Awesome video!! That is a buggy-whipper's dream right there!!


----------



## saltaholic (Feb 19, 2005)

Gotta love trinity bay!! Great trip


----------



## charlie23 (Jan 11, 2005)

saltaholic said:


> Gotta love trinity bay!! Great trip


and you know this is trinity bay from....?


----------



## deckid (Jul 25, 2011)

Nice, look like school was in that day, just pick the one you want and it's on..


----------



## dirtdobber (Jun 23, 2009)

Nice!


----------



## Bull Minnow (May 28, 2004)

That's awesome.


----------



## Blk Jck 224 (Oct 16, 2009)

*Redfish*

Nice...We didn't find schools that big yesterday, but still got five sight casting to them.


----------



## joe_k (Nov 6, 2017)

I don't think I would have had the restraint to put down my rod to start recording!
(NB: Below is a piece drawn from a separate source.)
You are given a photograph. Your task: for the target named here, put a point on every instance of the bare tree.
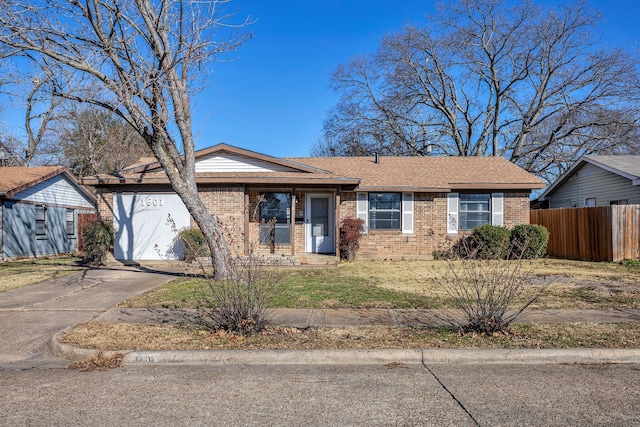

Great video.


----------



## dcalbert (May 17, 2006)

joe_k said:


> I don't think I would have had the restraint to put down my rod to start recording! Great video.


Thanks! I caught my share prior to putting the rod down.


----------



## AggieFisher2011 (Nov 22, 2017)

Would love to see that my next time out


----------



## dcalbert (May 17, 2006)

Blk Jck 224 said:


> Nice...We didn't find schools that big yesterday, but still got five sight casting to them.


No better feeling than watching them eat!!! That's why we do what we do!


----------



## Zeitgeist (Nov 10, 2011)

I like the editing job!


----------



## Hawglife (Mar 9, 2014)

That is great, I especially love the slowed down portions showing the shrimp fleeing their demise!


----------



## WillieT (Aug 25, 2010)

Great video. Thanks for sharing.


----------